Edward Teach is executive editor of CFO.
Car Guy
CFO Dan Ammann has respect for engineers and a penchant for fast driving.
In Detroit, there has always been a certain tension and mutual suspicion between “car guys” (engineering and design people) and “bean counters” (finance people). But Dan Ammann comes as close to being a car guy as a CFO can get. As an investment banker at Morgan Stanley, he used his first bonus to buy a vintage 1961 Cadillac convertible, which he still has. “Luckily it was a Cadillac, given where things have ended up,” he says. Indeed, working at General Motors “is a dream come true,” says Ammann, who describes himself as a “closet gearhead.”
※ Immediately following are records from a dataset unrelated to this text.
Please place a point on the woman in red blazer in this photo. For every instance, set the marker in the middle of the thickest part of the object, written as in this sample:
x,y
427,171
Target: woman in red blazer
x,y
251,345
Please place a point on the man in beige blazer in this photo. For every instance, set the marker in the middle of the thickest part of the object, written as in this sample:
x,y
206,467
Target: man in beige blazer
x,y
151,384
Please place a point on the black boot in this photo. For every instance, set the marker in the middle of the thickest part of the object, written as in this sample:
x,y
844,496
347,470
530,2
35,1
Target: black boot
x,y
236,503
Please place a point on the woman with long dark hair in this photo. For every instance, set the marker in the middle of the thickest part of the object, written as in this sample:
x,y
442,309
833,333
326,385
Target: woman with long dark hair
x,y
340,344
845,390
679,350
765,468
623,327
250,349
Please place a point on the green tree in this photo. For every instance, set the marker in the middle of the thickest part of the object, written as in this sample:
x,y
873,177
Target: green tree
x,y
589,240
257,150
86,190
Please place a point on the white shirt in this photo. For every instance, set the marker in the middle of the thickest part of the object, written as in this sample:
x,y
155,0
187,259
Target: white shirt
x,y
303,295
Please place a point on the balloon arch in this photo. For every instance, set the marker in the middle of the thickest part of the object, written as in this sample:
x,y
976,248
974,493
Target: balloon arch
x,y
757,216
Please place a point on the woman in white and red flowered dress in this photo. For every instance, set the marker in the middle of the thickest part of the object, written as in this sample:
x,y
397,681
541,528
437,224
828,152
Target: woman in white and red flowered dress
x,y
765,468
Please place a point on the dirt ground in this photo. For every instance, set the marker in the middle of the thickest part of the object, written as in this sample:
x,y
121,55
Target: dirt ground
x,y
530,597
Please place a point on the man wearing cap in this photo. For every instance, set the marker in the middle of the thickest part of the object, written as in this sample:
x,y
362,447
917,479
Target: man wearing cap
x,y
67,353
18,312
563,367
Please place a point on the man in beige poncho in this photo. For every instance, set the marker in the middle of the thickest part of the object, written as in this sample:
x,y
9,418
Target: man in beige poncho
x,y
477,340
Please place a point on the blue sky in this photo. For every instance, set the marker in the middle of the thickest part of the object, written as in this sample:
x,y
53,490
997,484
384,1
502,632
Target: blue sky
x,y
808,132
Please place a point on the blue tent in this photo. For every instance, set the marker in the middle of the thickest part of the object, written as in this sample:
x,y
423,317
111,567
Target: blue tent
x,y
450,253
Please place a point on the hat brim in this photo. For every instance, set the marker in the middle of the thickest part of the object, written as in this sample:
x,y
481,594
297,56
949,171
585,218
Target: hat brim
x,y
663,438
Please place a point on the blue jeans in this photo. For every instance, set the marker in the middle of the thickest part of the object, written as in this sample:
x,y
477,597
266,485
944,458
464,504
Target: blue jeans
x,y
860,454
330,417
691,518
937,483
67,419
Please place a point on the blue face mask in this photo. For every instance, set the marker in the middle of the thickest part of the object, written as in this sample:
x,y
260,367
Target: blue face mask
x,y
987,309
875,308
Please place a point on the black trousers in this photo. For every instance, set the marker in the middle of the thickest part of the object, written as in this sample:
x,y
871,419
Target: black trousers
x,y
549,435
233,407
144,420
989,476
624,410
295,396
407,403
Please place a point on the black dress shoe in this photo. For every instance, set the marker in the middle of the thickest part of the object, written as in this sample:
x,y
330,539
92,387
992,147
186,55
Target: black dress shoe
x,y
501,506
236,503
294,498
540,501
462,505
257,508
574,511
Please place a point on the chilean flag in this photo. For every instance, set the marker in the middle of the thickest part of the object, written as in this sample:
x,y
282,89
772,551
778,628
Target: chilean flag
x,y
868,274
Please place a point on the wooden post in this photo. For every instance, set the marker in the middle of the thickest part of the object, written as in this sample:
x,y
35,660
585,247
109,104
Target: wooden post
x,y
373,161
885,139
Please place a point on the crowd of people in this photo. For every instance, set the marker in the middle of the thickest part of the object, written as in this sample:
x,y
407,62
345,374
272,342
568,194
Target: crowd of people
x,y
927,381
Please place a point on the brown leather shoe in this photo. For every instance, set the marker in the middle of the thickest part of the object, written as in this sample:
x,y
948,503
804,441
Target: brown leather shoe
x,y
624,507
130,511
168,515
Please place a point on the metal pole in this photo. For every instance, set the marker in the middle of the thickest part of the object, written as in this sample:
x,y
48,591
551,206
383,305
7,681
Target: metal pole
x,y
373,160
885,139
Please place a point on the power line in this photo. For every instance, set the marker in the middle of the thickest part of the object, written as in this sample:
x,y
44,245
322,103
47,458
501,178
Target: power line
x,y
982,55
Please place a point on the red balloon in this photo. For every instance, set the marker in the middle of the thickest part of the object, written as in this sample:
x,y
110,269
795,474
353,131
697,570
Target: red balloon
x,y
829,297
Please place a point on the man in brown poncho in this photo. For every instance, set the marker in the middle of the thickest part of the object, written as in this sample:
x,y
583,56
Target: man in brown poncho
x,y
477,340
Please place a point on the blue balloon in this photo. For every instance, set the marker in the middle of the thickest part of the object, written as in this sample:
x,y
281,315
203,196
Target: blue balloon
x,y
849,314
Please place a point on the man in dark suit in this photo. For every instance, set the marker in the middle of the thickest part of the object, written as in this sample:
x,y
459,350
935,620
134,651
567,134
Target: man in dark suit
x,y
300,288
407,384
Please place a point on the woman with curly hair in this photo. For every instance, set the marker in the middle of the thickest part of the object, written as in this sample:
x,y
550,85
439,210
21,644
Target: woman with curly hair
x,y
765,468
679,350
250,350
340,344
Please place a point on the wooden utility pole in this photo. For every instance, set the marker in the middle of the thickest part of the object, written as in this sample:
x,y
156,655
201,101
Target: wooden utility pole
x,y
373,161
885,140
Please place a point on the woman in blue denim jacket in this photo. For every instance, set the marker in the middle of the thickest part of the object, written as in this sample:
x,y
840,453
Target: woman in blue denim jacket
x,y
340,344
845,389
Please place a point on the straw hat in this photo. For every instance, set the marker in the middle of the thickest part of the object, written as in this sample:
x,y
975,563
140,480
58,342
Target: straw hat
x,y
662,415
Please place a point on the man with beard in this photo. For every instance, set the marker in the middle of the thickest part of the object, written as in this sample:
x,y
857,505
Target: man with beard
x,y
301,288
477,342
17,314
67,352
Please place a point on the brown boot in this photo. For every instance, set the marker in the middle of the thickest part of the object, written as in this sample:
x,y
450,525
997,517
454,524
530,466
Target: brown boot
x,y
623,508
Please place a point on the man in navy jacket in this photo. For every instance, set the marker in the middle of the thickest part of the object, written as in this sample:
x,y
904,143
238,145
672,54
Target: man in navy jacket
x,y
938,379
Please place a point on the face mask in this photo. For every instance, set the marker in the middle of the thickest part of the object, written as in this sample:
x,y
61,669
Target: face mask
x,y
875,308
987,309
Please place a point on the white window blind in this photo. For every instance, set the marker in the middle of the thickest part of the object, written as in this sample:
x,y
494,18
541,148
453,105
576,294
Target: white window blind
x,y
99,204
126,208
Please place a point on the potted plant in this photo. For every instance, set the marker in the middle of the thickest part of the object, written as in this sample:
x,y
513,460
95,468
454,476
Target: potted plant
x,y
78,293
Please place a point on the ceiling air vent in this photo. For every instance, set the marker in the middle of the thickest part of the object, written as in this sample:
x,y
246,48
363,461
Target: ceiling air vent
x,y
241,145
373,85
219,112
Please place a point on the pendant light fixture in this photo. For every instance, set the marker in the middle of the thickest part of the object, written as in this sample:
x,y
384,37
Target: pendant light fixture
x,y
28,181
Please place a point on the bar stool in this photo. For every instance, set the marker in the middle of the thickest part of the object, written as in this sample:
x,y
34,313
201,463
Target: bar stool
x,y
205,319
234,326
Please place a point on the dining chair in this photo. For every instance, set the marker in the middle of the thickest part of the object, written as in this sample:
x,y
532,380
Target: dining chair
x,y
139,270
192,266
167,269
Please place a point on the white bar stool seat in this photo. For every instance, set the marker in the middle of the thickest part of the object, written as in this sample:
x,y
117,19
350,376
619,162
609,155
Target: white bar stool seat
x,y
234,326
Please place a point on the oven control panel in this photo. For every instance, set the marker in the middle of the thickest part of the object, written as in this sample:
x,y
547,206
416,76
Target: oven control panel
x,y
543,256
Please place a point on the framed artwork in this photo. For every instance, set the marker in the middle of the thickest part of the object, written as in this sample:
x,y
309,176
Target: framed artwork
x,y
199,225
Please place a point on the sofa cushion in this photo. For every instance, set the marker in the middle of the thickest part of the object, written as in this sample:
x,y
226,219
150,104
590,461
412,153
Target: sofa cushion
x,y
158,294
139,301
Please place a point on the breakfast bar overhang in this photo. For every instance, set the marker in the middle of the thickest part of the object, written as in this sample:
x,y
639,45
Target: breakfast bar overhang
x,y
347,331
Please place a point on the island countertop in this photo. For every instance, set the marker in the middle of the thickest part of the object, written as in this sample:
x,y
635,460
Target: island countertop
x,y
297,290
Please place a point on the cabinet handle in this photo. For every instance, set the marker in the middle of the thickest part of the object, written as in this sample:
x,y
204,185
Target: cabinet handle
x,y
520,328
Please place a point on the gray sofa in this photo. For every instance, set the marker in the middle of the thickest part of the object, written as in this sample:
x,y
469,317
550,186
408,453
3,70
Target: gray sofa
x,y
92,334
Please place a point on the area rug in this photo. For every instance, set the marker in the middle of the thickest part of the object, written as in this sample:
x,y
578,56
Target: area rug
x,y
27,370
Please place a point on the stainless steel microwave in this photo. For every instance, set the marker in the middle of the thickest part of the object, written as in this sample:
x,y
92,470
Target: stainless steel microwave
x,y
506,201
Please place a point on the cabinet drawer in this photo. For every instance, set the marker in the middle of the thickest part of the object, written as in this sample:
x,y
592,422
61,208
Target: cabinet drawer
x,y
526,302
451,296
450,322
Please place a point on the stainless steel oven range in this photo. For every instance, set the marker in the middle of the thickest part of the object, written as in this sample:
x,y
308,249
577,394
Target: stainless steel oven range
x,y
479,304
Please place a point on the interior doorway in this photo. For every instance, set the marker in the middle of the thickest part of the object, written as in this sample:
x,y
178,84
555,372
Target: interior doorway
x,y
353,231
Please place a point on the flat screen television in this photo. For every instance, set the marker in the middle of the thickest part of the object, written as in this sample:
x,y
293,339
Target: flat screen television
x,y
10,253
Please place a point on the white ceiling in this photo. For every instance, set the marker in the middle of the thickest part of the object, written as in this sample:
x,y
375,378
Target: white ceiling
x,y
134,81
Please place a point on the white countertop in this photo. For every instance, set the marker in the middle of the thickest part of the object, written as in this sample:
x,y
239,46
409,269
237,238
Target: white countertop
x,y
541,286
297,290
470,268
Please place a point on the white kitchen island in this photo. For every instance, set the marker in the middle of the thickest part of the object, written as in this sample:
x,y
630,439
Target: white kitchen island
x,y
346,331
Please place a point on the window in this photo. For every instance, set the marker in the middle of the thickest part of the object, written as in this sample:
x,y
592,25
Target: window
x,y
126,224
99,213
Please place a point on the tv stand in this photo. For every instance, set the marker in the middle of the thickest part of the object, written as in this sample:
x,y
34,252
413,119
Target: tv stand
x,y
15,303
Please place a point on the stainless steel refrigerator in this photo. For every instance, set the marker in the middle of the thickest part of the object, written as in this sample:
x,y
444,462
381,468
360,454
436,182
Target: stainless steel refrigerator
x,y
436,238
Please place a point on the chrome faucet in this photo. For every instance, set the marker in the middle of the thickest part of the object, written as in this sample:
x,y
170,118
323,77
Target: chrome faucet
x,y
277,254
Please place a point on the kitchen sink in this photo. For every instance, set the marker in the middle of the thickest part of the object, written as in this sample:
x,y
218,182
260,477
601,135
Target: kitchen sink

“I’ve spent a fair amount of time in the business with people who engineer cars,” he says. “It’s genuinely interesting, and if you have a genuine interest in what they’re doing, you have a much better chance of their having a genuine interest in what you’re trying to do.” The car guys are “the true believers,” he declares. “They’re the ones who are really making it happen every day in the organization.”
Hanging out with car guys is how the finance chief learned about GM’s driver-development program, which is conducted at the company’s Milford, Michigan, testing facility. It’s intended primarily to teach development engineers how to operate a car at the outer limits of its speed and handling, an attraction Ammann couldn’t resist. Today he’s one of only about 25 people in the entire company who are certified at the program’s highest level.
The final step of the program is to go for a high-speed spin at Germany’s famed Nürburgring Nordschleife racetrack. Last July, Ammann earned his test driver certification there, pushing his Cadillac CTS-V sedan to 175 miles per hour. “But it’s not so much the top speed as it is the fact that you’re going through the turns at 130 or 140,” he says. “The first time you do it, you think there is no way the car is going to stay on the road. But it’s amazing what the car will actually do.” — E.T.